Gradually both plane and train operators expanded their business or first class departments and squeezed their economy passengers. As a result both airline and train travel economy class have become almost unbearable. Thankfully I am short, but how do those taller than 5.3″ survive in those cramped, claustrophobic cabins? The fact is that we, economy class passengers, were treated with contempt by both airline and train operators. More and more space was handed over to a minority – the rich and privileged.

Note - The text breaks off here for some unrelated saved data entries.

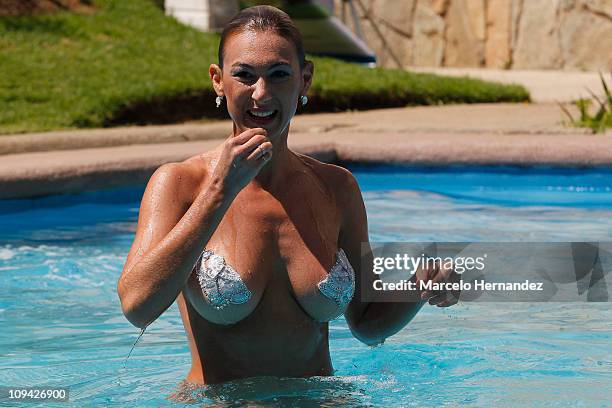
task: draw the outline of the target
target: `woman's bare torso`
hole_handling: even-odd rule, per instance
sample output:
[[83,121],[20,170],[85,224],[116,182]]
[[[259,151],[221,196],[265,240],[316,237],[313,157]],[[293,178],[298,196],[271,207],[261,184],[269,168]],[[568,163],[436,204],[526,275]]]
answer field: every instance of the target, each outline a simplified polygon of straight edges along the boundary
[[[195,191],[211,161],[184,162]],[[190,382],[333,371],[327,321],[342,310],[317,284],[339,249],[341,219],[332,186],[341,187],[335,181],[342,174],[303,156],[295,156],[294,164],[269,190],[257,183],[244,188],[206,245],[240,275],[249,300],[218,310],[205,300],[195,273],[177,299],[192,355]]]

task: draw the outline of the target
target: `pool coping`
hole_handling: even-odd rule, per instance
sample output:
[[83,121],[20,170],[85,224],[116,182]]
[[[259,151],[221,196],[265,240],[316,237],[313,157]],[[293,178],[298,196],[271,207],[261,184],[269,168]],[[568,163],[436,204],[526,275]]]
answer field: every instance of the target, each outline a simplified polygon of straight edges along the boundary
[[[446,121],[437,123],[440,112]],[[612,166],[612,132],[555,126],[551,112],[550,106],[482,105],[308,115],[292,124],[289,146],[328,163]],[[511,126],[516,117],[520,123]],[[413,123],[417,119],[422,123]],[[69,132],[55,139],[63,138],[64,150],[0,155],[0,199],[142,185],[163,163],[210,150],[230,130],[231,123],[217,122]],[[23,145],[43,136],[23,139]],[[51,139],[42,146],[53,145]]]
[[[482,135],[421,134],[406,138],[385,134],[370,142],[355,140],[358,138],[354,135],[343,136],[343,140],[325,142],[312,135],[292,135],[290,147],[328,163],[612,166],[612,137],[591,137],[589,143],[584,143],[567,135],[498,136],[489,138],[489,142]],[[550,138],[555,138],[555,150],[548,149]],[[0,163],[0,198],[144,184],[163,163],[182,161],[220,142],[217,139],[5,155]]]

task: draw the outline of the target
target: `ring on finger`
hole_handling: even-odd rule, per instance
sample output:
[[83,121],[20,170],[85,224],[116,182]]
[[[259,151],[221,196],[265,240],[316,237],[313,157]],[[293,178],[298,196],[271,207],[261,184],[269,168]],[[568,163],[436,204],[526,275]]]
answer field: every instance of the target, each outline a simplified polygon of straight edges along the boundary
[[259,150],[258,158],[261,159],[262,157],[266,155],[267,152],[263,147],[261,147],[261,145],[257,146],[257,149]]

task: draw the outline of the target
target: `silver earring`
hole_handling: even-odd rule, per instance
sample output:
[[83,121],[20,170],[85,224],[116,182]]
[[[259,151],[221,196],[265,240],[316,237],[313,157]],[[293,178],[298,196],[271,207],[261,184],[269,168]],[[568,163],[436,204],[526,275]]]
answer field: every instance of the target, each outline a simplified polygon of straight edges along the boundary
[[302,106],[306,106],[308,103],[308,97],[306,95],[300,96],[300,102],[302,103]]
[[217,108],[218,108],[219,106],[221,106],[221,102],[223,102],[223,97],[217,96],[217,99],[215,99],[215,102],[217,103]]

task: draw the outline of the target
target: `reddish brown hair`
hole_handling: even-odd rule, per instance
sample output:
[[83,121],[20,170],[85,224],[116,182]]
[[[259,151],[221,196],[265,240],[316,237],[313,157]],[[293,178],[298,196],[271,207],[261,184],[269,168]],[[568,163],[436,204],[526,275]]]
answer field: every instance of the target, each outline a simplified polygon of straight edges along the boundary
[[223,55],[227,39],[234,33],[241,33],[248,30],[273,31],[283,38],[288,39],[295,45],[298,54],[300,68],[304,68],[306,55],[302,34],[296,27],[291,17],[282,10],[272,6],[254,6],[242,10],[227,23],[221,33],[219,43],[219,66],[223,69]]

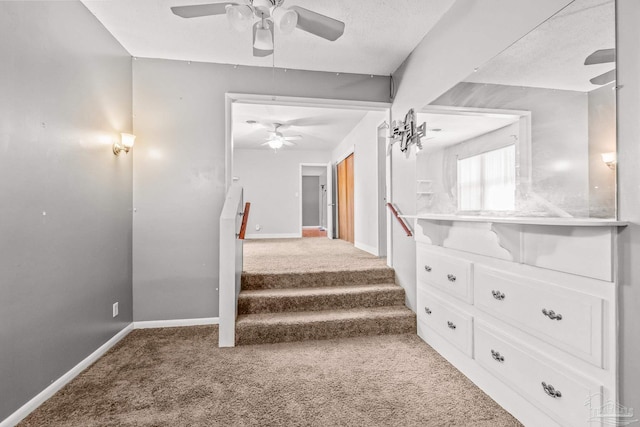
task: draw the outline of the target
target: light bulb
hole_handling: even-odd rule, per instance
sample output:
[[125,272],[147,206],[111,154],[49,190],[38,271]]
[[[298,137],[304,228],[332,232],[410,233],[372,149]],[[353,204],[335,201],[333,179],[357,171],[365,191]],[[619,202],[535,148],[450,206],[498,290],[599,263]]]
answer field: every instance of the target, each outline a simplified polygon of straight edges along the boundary
[[298,13],[294,10],[289,10],[284,7],[273,7],[271,9],[271,16],[273,17],[278,28],[284,34],[289,34],[295,30],[298,25]]
[[251,27],[253,12],[245,4],[227,5],[227,19],[236,31],[245,31]]
[[121,133],[120,134],[120,141],[122,142],[122,146],[125,148],[125,150],[129,151],[131,148],[133,148],[133,143],[136,140],[136,136],[132,135],[130,133]]

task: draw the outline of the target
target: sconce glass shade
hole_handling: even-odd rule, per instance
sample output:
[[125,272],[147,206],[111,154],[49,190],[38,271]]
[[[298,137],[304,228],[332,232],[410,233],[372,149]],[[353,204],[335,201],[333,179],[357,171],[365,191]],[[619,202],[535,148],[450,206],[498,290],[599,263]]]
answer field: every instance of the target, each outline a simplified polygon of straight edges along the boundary
[[256,39],[253,42],[253,47],[260,50],[273,50],[273,37],[271,36],[271,30],[268,28],[268,24],[265,26],[260,25],[256,29]]
[[613,169],[616,166],[618,159],[615,152],[602,153],[600,156],[602,157],[602,161],[609,166],[609,168]]
[[136,141],[136,136],[132,135],[130,133],[121,133],[120,134],[120,141],[122,143],[122,146],[129,151],[131,148],[133,148],[133,144]]
[[298,25],[298,14],[294,10],[274,7],[271,9],[271,16],[284,34],[290,34]]
[[227,20],[236,31],[245,31],[251,28],[253,12],[246,4],[227,5]]
[[116,156],[121,152],[128,153],[129,150],[133,148],[133,143],[136,140],[136,136],[130,133],[121,133],[120,134],[120,142],[113,143],[113,154]]
[[267,17],[269,16],[269,9],[273,4],[271,0],[253,0],[253,7],[257,10],[257,15],[259,17]]

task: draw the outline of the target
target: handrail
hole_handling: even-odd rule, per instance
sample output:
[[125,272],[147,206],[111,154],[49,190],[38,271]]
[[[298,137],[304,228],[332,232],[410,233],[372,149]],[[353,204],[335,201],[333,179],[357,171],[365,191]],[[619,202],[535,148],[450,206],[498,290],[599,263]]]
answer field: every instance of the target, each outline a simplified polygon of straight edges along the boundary
[[242,274],[242,244],[239,239],[240,217],[243,216],[242,187],[234,183],[229,187],[220,214],[220,276],[218,280],[218,346],[235,346],[238,294]]
[[400,225],[404,229],[405,233],[407,233],[407,236],[409,236],[409,237],[413,236],[413,233],[411,233],[411,230],[409,229],[409,227],[407,227],[407,224],[405,224],[404,220],[402,218],[400,218],[400,214],[398,214],[398,211],[393,206],[393,204],[387,203],[387,206],[389,207],[389,209],[391,209],[391,212],[393,212],[393,215],[396,217],[396,219],[398,220],[398,222],[400,223]]
[[244,240],[244,234],[247,231],[247,221],[249,220],[249,209],[251,209],[251,203],[244,204],[244,210],[242,211],[242,225],[240,226],[240,233],[238,239]]

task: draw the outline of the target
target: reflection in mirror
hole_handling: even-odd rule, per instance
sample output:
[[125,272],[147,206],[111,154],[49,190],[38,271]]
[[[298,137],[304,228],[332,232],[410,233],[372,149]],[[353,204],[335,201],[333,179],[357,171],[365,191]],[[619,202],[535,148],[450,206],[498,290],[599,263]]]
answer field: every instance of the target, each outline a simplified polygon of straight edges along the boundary
[[576,0],[418,114],[418,213],[615,218],[614,46]]

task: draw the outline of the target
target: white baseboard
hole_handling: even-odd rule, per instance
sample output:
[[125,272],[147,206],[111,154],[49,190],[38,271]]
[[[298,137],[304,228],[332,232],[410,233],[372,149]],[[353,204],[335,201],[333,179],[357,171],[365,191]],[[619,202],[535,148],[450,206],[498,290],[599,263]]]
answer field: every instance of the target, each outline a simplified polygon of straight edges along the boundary
[[280,233],[280,234],[247,234],[245,239],[297,239],[302,237],[302,233]]
[[147,320],[133,322],[133,329],[175,328],[179,326],[217,325],[218,317],[201,317],[198,319]]
[[358,249],[362,249],[365,252],[369,252],[371,255],[378,256],[378,248],[374,246],[365,245],[364,243],[355,242],[353,244]]
[[109,341],[102,344],[96,351],[87,356],[84,360],[71,368],[67,373],[55,380],[49,387],[38,393],[33,399],[22,405],[17,411],[9,415],[4,421],[0,422],[0,427],[13,427],[22,421],[27,415],[33,412],[38,406],[42,405],[47,399],[56,394],[62,387],[67,385],[71,380],[84,371],[89,365],[102,357],[111,347],[116,345],[121,339],[127,336],[133,330],[133,323],[128,324],[124,329],[114,335]]

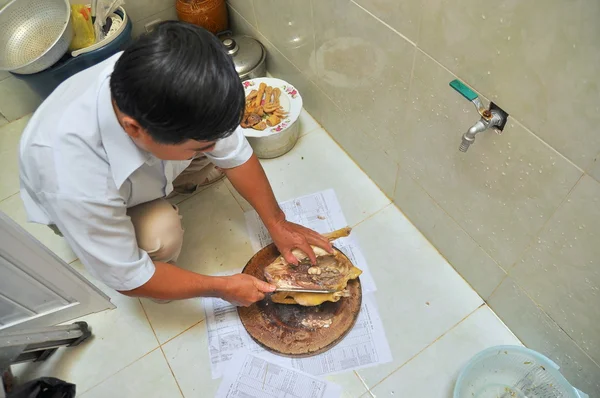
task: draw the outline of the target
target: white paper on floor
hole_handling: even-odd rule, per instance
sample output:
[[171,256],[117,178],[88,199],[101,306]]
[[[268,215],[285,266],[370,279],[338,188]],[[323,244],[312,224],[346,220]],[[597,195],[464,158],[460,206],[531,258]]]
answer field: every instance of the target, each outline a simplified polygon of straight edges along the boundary
[[233,357],[244,350],[315,376],[367,368],[392,360],[373,294],[363,295],[356,324],[339,344],[322,354],[294,359],[272,354],[256,344],[244,329],[235,306],[216,298],[203,301],[213,379],[222,377],[229,370]]
[[[332,232],[348,226],[332,189],[302,196],[279,204],[289,221],[317,232]],[[255,251],[272,242],[255,211],[246,212],[246,224]],[[348,335],[327,352],[309,358],[292,359],[266,351],[252,340],[242,325],[235,306],[226,301],[206,298],[204,310],[208,330],[208,349],[213,379],[229,370],[240,351],[249,351],[280,366],[323,376],[362,369],[392,361],[373,292],[375,282],[356,240],[350,235],[335,241],[335,246],[362,269],[360,276],[363,302],[356,324]],[[241,271],[241,270],[240,270]],[[239,271],[238,271],[239,272]],[[229,273],[231,274],[231,272]]]
[[335,383],[240,351],[227,368],[216,398],[339,398],[341,394]]
[[[279,206],[288,221],[311,228],[319,233],[333,232],[348,226],[333,189],[281,202]],[[250,235],[250,243],[254,251],[259,251],[273,242],[269,231],[267,231],[256,211],[250,210],[244,215],[248,234]],[[348,256],[352,264],[363,271],[360,276],[363,293],[377,290],[367,261],[352,234],[346,238],[335,240],[334,245]]]

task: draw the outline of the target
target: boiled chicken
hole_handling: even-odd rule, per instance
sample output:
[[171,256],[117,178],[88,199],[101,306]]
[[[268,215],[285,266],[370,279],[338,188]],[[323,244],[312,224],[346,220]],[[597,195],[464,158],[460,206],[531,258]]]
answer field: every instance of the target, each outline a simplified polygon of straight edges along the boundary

British Airways is now paying a price for this once profitable policy. As Nils Pratley remarks in the Guardian “BA’s reliance on bankers and financial types crisscrossing the Atlantic has been brutally exposed. The reliance itself is not exactly news, but the scale of it is still being appreciated. HSBC’s analysts showed that “premium” revenues account for just over half of BA’s total income. In terms of numbers, these passengers amount to only 11% of the total. In terms of customer groups, finance and banking passengers contribute more than 40% of BA’s revenue. When a sizeable slug of these travellers is removed, the effect is dramatic.”
Thus BA’s latest massive £401 million pound loss, reminding us that the impact of the failure of bankers continues to hurt every corner of the economy. Never mind, BA can now join their economy class passengers. Our backs and knees have been hurting for much longer.